The modern (or post-post-modern or contemporary or whatever you want to call it) novel seems to live in the fourth dimension: time. Ever since Faulkner, authors cannot keep their chronology straight. Novels are filled with non sequitur flashbacks, inversions, and jumps. Choke by Chuck Palahniuk is no different. His med school drop out protagonist jumps from childhood adventures with his deranged mother to his 17thCE role playing job and from his escapades as a recovering sex addict to intentionally choking in restaurants. In order to garner funds needed to keep his mother alive and cared for, the main character Viktor Mancini resorts to pretending to choke on over sized pieces of steak. He creates hundreds of heroes that truly believe that they have saved a life. By jumping between the two, Palahniuk parallels these heroes with the subjects of Victor’s sex addiction. Now, what does that say about the pseudoheroes? That they are nothing better than depraved women? The constant between these parallels is always Victor. It seems more likely that our character of moral ambivalence considers the heroes and the girls to be equivalents: they both give him what he needs. Perhaps it appeals to him in a twisted masochistic way: public humiliation.

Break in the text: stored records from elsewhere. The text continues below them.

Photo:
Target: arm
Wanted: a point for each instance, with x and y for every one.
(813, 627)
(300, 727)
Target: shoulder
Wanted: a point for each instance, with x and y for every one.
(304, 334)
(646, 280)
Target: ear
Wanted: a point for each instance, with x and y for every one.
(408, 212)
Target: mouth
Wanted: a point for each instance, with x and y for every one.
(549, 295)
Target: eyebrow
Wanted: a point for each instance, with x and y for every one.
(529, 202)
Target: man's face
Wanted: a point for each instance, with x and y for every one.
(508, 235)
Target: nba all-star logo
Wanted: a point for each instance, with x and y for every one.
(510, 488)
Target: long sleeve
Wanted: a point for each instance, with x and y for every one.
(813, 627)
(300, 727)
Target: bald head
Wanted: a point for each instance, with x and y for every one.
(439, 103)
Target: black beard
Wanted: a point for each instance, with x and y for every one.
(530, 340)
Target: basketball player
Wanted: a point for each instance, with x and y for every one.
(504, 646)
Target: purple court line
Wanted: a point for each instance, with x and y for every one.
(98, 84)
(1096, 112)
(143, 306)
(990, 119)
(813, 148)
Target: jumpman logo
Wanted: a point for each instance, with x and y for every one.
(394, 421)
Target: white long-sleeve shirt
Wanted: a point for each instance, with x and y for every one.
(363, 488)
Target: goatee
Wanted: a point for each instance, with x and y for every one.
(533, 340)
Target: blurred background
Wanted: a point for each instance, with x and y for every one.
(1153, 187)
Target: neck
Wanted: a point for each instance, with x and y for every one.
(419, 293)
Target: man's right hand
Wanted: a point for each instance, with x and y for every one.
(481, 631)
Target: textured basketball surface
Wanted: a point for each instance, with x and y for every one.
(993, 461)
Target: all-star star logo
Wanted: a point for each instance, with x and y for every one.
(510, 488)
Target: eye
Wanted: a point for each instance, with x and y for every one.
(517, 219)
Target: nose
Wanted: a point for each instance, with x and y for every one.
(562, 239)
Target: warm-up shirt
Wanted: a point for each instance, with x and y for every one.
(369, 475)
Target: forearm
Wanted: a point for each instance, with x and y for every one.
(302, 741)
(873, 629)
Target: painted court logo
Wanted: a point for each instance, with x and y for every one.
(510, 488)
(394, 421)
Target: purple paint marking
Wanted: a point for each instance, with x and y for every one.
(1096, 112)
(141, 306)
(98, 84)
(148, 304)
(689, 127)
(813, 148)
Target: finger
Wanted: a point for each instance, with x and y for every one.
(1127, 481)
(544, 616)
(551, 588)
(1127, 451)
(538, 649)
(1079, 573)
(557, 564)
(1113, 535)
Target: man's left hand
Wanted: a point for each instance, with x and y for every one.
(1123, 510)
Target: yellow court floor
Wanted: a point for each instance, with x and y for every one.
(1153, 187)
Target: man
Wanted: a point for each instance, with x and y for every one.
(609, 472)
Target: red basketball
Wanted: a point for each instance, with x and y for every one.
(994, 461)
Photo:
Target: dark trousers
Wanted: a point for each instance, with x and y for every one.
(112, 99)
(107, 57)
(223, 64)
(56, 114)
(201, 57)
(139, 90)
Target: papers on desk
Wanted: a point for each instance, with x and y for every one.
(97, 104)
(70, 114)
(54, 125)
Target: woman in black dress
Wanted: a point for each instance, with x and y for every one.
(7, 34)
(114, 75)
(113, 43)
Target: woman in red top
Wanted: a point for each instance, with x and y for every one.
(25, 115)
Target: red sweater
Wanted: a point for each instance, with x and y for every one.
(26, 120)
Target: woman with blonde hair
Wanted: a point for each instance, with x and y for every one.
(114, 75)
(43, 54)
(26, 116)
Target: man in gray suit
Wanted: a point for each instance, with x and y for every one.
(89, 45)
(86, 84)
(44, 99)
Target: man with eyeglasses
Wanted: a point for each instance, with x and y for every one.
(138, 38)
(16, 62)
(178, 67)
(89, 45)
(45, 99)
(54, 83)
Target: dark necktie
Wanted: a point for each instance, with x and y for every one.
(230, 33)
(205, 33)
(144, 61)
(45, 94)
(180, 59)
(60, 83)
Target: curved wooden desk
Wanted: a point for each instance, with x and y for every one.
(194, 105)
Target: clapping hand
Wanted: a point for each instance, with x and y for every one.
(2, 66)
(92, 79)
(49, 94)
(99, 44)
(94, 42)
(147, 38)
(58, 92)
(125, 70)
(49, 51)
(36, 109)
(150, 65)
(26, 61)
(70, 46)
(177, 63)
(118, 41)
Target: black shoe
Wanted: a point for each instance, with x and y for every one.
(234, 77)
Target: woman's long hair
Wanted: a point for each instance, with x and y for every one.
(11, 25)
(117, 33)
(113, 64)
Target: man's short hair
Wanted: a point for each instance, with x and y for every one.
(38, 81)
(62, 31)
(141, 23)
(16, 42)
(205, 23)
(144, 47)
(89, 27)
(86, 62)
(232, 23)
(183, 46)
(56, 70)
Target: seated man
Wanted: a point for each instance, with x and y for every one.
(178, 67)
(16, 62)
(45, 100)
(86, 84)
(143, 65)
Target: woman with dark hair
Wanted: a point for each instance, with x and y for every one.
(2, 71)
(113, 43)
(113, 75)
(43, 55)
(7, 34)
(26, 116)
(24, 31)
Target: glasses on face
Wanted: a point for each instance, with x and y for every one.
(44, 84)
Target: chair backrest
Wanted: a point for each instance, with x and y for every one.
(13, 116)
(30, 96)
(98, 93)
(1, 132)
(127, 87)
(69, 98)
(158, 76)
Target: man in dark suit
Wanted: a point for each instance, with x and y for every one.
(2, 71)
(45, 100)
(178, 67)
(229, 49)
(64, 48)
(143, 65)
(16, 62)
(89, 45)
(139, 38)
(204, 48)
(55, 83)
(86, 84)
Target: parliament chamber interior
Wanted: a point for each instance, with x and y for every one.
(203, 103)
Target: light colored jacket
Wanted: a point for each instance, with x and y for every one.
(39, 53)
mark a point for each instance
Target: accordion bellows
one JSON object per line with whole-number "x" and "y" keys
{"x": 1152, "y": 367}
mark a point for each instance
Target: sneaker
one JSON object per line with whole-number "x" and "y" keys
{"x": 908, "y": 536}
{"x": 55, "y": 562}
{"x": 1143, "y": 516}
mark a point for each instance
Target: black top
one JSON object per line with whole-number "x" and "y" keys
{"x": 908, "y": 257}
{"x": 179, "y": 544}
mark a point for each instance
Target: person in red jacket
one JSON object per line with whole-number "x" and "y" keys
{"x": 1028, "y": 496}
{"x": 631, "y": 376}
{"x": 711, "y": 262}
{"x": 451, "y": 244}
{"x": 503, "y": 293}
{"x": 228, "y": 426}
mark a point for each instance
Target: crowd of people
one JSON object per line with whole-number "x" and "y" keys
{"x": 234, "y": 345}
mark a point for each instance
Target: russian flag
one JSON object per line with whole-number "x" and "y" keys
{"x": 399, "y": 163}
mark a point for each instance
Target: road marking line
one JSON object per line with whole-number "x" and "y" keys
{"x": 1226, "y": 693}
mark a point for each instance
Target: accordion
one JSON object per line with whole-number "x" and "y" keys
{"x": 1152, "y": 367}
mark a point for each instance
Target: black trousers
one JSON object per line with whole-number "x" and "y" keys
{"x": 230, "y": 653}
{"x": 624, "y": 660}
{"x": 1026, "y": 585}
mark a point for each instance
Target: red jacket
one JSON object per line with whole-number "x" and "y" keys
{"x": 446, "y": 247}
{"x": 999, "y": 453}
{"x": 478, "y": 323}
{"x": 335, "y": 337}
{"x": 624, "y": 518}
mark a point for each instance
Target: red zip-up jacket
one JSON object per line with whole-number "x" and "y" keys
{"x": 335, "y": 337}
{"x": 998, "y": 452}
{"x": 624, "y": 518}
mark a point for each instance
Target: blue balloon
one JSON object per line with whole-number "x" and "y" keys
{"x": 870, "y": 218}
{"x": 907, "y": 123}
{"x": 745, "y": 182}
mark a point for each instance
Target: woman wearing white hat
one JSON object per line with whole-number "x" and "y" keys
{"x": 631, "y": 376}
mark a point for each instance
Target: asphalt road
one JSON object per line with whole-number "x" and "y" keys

See also: adrenaline rush.
See also: possible death.
However, he is a recovering sex addict so I have my doubts about that.
The shifts are discontinuous, you never know if you’ll end up in the mile high club or with your dying mother who refuses to eat. I have to say, that this is one of my favorite predilections of modern writers. This method has the power to invoke spontaneity, black humor, and reader disorientation. What author doesn’t love to take the reader for a ride? Chuck Palahniuk certainly does. Or maybe I just like it because I never was any good at transitions.